[92] Zosime, III, 7.

[93] Stilicon et Aétius.

La diplomatie enfin, cette stratégie des pouvoirs qui ont renoncé à la guerre, mettait dans la main de Rome tous les fils qui faisaient mouvoir les affaires humaines. Par elle, l'Empire maintenait les barbares dans un état de division, leur suscitait des ennemis au moment le plus critique, pénétrait le secret de leurs projets pour les déjouer d'avance, renversait des chefs nationaux qui le gênaient et les remplaçait par des hommes à sa dévotion. L'Empire a beaucoup recouru à ce moyen de gouvernement, et, on l'a déjà vu, ses écrivains considéraient les divisions entre barbares comme une des garanties de la paix romaine[94]. Il ne s'est pas borné à échanger des ambassades avec eux, et à compter, pour le succès, sur la supériorité de ses négociateurs; il a eu à sa disposition tout un peuple d'agents subalternes qui recouraient aux artifices les plus vulgaires, comme ce Bonosus, le plus grand buveur de son temps, qui, le verre en main, tenait tête aux envoyés des barbares, et leur faisait révéler après boire tout ce qu'ils avaient intérêt à cacher[95]. L'assassinat politique faisait partie de cette diplomatie savante, et il ne sort pas la moindre protestation de la bouche de l'historien qui raconte ces flétrissants procédés[96]. Seulement, sur ce terrain-là aussi, les barbares finirent par battre les Romains.
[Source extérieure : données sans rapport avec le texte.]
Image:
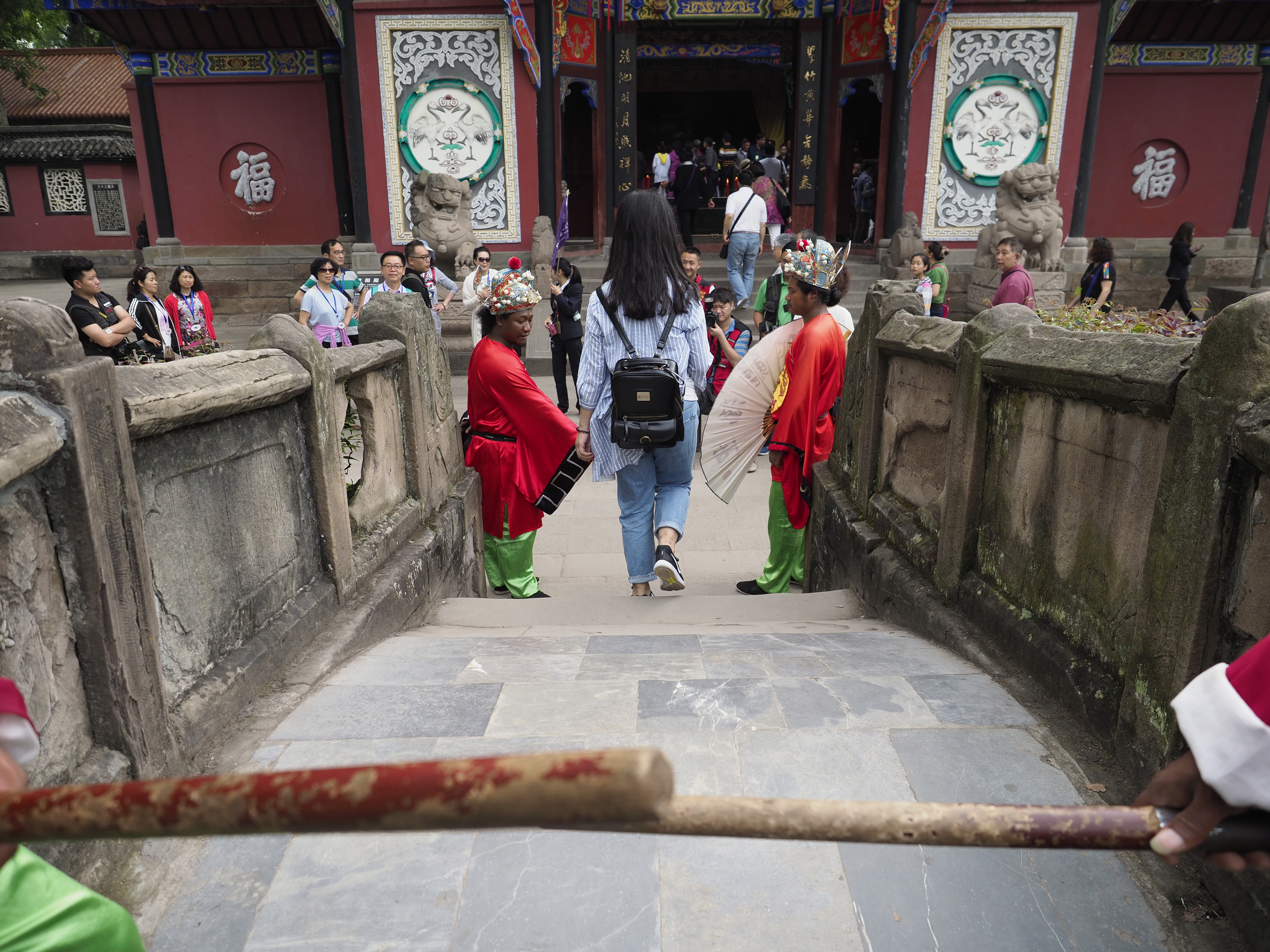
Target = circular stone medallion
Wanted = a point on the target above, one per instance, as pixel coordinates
(992, 126)
(453, 127)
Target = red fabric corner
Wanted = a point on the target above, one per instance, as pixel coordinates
(1250, 677)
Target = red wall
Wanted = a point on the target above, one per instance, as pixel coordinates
(200, 121)
(1206, 112)
(373, 130)
(1074, 116)
(30, 229)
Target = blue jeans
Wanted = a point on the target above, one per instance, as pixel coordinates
(653, 494)
(742, 257)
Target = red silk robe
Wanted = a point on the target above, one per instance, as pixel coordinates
(503, 399)
(816, 366)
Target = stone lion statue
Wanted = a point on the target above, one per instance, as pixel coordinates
(441, 209)
(1027, 209)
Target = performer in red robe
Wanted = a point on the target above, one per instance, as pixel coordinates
(521, 445)
(1225, 715)
(802, 433)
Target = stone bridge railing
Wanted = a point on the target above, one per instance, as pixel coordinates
(174, 536)
(1093, 506)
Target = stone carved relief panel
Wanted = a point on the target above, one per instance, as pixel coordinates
(463, 69)
(1001, 84)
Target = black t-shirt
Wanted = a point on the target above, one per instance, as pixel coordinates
(84, 315)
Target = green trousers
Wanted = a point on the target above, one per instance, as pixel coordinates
(42, 909)
(785, 559)
(510, 563)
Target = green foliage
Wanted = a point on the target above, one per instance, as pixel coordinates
(26, 26)
(1124, 320)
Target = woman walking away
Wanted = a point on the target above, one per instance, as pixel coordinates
(1098, 284)
(521, 445)
(154, 325)
(564, 325)
(939, 276)
(803, 426)
(324, 309)
(191, 313)
(920, 264)
(657, 305)
(1180, 254)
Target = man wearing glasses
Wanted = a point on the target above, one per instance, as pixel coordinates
(346, 281)
(477, 287)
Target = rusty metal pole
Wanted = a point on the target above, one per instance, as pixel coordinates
(619, 786)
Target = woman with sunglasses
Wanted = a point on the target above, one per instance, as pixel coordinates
(326, 309)
(477, 287)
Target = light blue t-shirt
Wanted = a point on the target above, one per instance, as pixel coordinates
(324, 308)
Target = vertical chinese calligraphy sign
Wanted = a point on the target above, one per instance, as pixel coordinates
(449, 106)
(1001, 87)
(624, 115)
(807, 108)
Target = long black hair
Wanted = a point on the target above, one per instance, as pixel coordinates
(174, 285)
(644, 260)
(138, 277)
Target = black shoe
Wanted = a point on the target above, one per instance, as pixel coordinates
(667, 569)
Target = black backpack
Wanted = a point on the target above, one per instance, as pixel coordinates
(648, 402)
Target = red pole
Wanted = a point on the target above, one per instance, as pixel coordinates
(596, 786)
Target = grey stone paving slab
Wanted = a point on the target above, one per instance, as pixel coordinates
(564, 708)
(387, 669)
(455, 748)
(969, 699)
(644, 645)
(754, 897)
(948, 899)
(882, 701)
(705, 762)
(976, 766)
(355, 892)
(808, 704)
(225, 893)
(641, 668)
(349, 711)
(829, 765)
(306, 754)
(708, 705)
(519, 669)
(859, 654)
(561, 892)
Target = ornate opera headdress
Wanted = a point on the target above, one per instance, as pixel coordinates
(513, 290)
(816, 262)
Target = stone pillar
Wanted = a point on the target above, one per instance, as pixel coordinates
(323, 411)
(963, 483)
(96, 511)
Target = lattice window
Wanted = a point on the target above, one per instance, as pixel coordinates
(65, 192)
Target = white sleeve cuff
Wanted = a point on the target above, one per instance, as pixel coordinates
(1230, 742)
(18, 739)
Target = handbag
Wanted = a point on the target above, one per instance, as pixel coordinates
(648, 399)
(723, 252)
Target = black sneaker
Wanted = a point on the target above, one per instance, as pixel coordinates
(669, 571)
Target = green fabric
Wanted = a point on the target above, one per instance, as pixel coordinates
(939, 276)
(785, 559)
(42, 909)
(510, 561)
(783, 311)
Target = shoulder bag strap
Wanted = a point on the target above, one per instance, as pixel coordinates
(613, 319)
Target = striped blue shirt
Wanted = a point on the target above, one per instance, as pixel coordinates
(601, 351)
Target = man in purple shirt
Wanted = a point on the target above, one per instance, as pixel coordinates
(1016, 287)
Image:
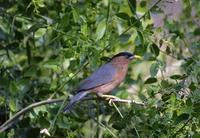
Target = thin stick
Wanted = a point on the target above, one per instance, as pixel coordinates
(11, 121)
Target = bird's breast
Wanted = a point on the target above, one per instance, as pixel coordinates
(117, 79)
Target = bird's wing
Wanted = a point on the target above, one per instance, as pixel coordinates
(101, 76)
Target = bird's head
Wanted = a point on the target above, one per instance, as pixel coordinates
(125, 57)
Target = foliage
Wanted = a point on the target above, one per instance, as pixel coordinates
(48, 47)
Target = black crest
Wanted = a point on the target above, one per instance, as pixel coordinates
(126, 54)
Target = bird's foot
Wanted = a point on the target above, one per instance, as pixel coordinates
(110, 98)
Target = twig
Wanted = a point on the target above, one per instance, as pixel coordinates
(184, 125)
(12, 120)
(142, 16)
(8, 123)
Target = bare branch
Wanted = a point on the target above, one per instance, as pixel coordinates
(12, 120)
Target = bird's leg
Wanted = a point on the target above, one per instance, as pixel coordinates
(108, 97)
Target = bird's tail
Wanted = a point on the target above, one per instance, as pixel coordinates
(74, 100)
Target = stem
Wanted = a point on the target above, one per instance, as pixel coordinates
(98, 127)
(142, 16)
(12, 120)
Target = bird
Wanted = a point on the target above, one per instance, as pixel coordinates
(104, 79)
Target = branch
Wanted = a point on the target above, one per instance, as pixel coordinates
(12, 120)
(142, 16)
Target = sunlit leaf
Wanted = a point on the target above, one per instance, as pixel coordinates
(132, 5)
(150, 80)
(101, 29)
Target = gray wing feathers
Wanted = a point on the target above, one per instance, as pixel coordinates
(101, 76)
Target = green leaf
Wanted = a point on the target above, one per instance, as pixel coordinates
(154, 69)
(168, 51)
(165, 84)
(182, 117)
(123, 15)
(178, 77)
(101, 29)
(154, 49)
(84, 30)
(124, 38)
(132, 4)
(75, 16)
(141, 38)
(12, 105)
(150, 80)
(40, 32)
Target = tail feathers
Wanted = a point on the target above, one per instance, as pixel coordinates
(79, 96)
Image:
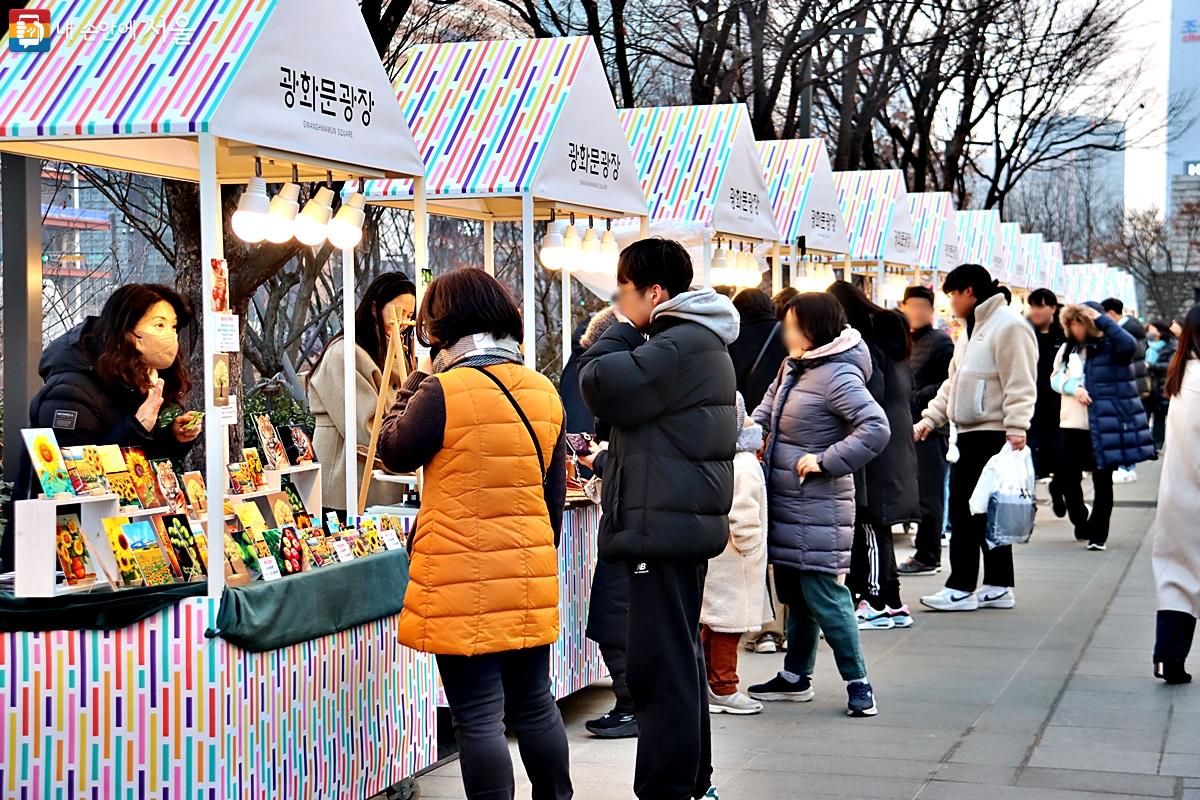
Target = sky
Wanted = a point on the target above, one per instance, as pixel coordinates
(1146, 163)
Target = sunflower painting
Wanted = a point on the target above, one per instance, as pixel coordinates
(72, 551)
(52, 470)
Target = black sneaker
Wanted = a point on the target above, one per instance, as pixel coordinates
(912, 566)
(862, 699)
(780, 689)
(613, 726)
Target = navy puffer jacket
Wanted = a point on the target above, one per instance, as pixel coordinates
(1116, 417)
(819, 404)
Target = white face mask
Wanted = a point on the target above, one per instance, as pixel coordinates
(157, 348)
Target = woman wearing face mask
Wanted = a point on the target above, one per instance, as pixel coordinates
(390, 296)
(119, 379)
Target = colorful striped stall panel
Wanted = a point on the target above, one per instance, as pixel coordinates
(789, 167)
(867, 199)
(481, 113)
(123, 66)
(682, 155)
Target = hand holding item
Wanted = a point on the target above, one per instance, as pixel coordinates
(148, 414)
(187, 426)
(808, 464)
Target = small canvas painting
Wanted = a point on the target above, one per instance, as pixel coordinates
(48, 464)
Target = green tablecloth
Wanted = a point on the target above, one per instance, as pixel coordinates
(268, 615)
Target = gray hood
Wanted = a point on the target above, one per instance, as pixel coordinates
(705, 307)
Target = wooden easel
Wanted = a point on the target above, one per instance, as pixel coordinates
(395, 350)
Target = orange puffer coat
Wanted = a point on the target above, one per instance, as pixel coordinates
(484, 573)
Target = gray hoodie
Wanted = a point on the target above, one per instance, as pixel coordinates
(705, 307)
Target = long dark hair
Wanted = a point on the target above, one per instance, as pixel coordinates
(885, 329)
(370, 331)
(465, 302)
(1188, 348)
(111, 346)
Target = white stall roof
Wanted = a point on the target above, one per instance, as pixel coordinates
(700, 164)
(804, 199)
(129, 84)
(504, 119)
(875, 206)
(935, 230)
(981, 240)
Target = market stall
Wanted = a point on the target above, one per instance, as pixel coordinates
(804, 200)
(129, 689)
(882, 247)
(525, 131)
(936, 235)
(701, 175)
(521, 131)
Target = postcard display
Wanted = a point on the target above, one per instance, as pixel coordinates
(159, 709)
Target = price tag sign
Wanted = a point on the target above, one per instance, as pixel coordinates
(342, 551)
(227, 334)
(270, 569)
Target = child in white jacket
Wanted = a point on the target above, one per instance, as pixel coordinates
(737, 578)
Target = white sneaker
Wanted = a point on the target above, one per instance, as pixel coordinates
(996, 597)
(735, 703)
(951, 600)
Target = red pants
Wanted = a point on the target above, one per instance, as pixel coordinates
(721, 660)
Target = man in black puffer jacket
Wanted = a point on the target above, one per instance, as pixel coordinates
(670, 485)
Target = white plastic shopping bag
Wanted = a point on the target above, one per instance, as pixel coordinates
(1006, 492)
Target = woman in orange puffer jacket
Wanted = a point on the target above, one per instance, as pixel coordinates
(483, 594)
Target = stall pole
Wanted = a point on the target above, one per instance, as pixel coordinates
(22, 182)
(527, 278)
(490, 247)
(707, 258)
(216, 431)
(349, 378)
(567, 317)
(777, 270)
L'on verra Honorius devenir la dupe d'Attila, Majorien succomber sans combat sous les intrigues de Genséric, et le Suève Ricimer se maintenir avec une prospérité étonnante à la tête de l'Empire pendant plusieurs règnes consécutifs. Ainsi les diplomates auront passé dans le camp des barbares, suivis par la Fortune qui n'aime pas la vieillesse.

[94] V. ci-dessus, p. 32.

[95] Vopiscus, Bonosus, 14.

[96] Ammien Marcellin, XXVII, 10, 3.

Il est temps de voir comment s'accomplit cette longue et lente substitution du monde germanique au monde romain. L'histoire du peuple franc et de ses luttes de deux siècles avec l'Empire expirant va nous en présenter le tableau dans toute sa vérité dramatique.

III

LES FRANCS EN BELGIQUE

A partir du jour où les noms des Francs et des Alamans viennent de retentir dans l'histoire, l'Empire ne connaîtra plus un instant de repos sur sa frontière septentrionale. De la mer du Nord jusqu'à Mayence, c'est le premier de ces deux peuples qui frappe à coups redoublés à ses portes; de Mayence jusqu'au Danube, c'est l'autre qui ne cesse de tenir les légions en haleine. L'immensité de la ligne de défense, l'impétuosité des attaques, souvent même leur simultanéité, qui permettrait de croire qu'elles étaient concertées, c'en était plus qu'il ne fallait pour convertir en un labeur écrasant la tâche de veiller à la sécurité des frontières romaines sur le Rhin et sur le Danube.